2023 Boston Marathon - Understanding variability using ANOVA

ANOVA
Interactions
Multiple comparisons
Using ANOVA to explore factors associated with finish time for runners in the 2023 Boston Marathon
Author
Affiliation

Ivan Ramler

St. Lawrence University

Published

March 5, 2024

Module

Please note that these material have not yet completed the required pedagogical and industry peer-reviews to become a published module on the SCORE Network. However, instructors are still welcome to use these materials if they are so inclined.

Introduction

For this activity, you will be exploring the result times from female and male runners that finished the 2023 Boston Marathon.

In particular, you will examine both visualizations and Analysis of Variance (ANOVA) modules of result times to help understand the variation in finish times of participants.

Investigating these trends is useful for several reasons. Mainly, exploring these trends can help to deepen our understanding of how different factors, such as gender and age, impact marathon performances. Analyzing the distribution of finish times can also provide insights into the competitive landscape of the marathon.

This activity would be suitable for an in-class example or broken in several examples.

By the end of the activity, you will be able to:

  1. Analyze distributions using histograms and boxplots
  2. Understand how different factors in an ANOVA model can be used to explain variability in a response variable.
  3. Determine when it is appropriate to include interaction terms in a two-way ANOVA model.
  4. Use multi-comparison procedures (such as Tukey’s Honest Significant Differences) to determine statistically discernible differences in group means.

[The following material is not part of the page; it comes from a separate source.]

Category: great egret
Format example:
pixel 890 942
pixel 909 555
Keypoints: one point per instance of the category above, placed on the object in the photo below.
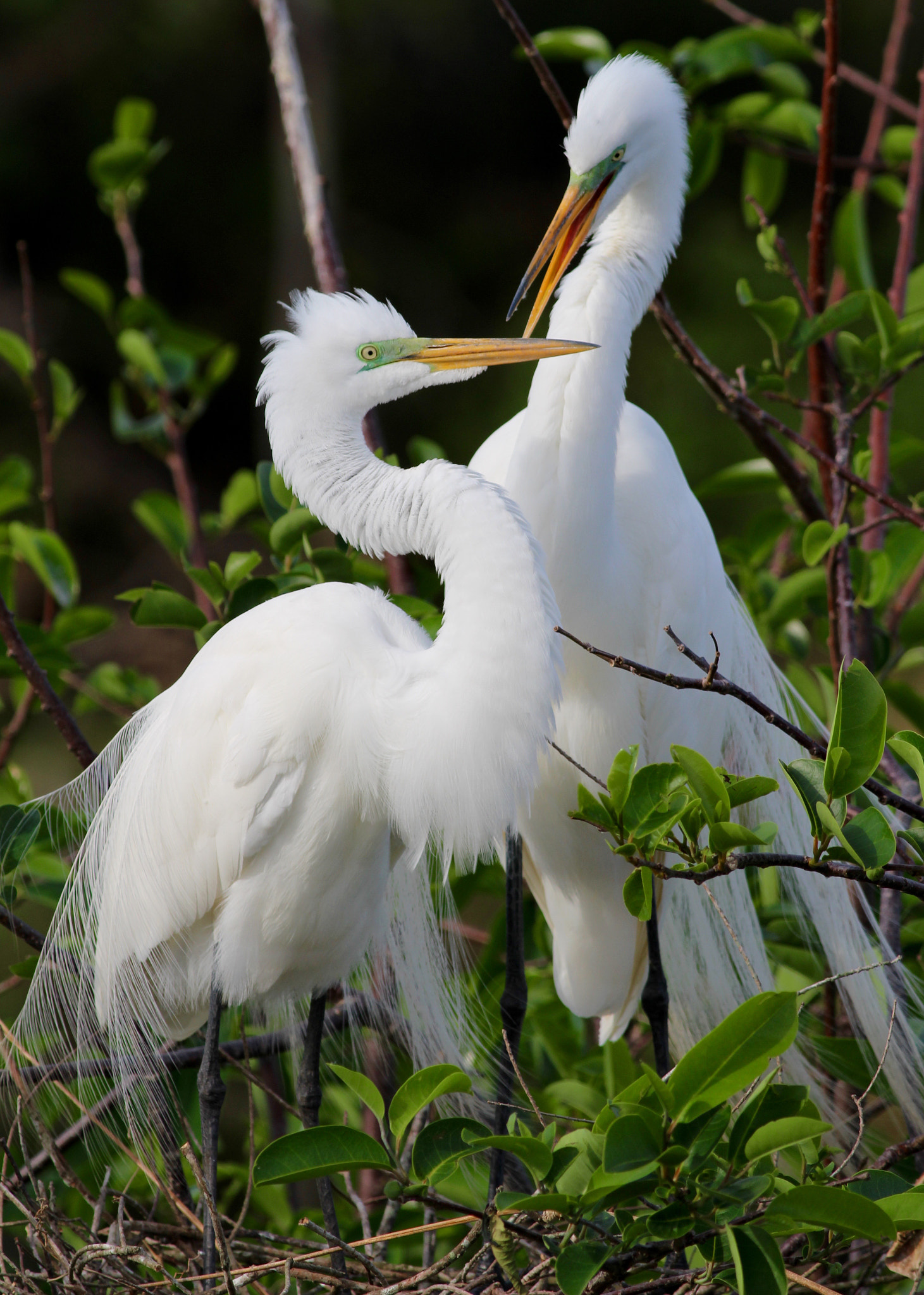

The provided worksheet and sample solutions assume students have access to, and familiarity with, R and the tidyverse suite of packages. However, these can be easily modified to use any statistical software that allows them to fit a two-way ANOVA model with interactions as well as perform Tukey’s HSD.

Data

The data set contains 26598 rows and 15 columns. Each row represents a runner who completed the Boston Marathon in 2023

Download data: boston_marathon_2023.csv

Variable Descriptions
Variable Description
age_group age group of the runner
place_overall finishing place of the runner out of all runners
place_gender finishing place of runner among the same gender
place_division finishing place of runner among runners of the same gender and age group
name name of runner
gender gender of runner
team team the runner is affiliated with
bib_number bib number of runner
half_time half marathon time of runner
finish_net finishing time timed from when they cross the starting gate
finish_gun finishing time of runner timed from when the starter gun is fired
age_group age group of the runner
half_time_sec half marathon time in seconds
finish_net_sec net finish in seconds
finish_gun_sec gun finish in seconds
finish_net_minutes net finish in minutes

Data Source

Boston Athletic Association

Materials

In conclusion, the Boston Marathon Times worksheet provides valuable learning opportunities for students in several key areas. It allows them to understand reasons by variability might exist and to discover multimodal distributions can occur simply due to excluding an important explanatory variable that otherwise confounds the analysis. The calculation of z-scores or other similar measurement of relative location enables students to compare and contrast the remarkable achievements of the top female and male finishers, shedding light on their talent in their respective fields. Overall, this worksheet allows students to critically analyze the 2023 marathon result data and draw meaningful conclusions about the extraordinary performances of athletes in the race.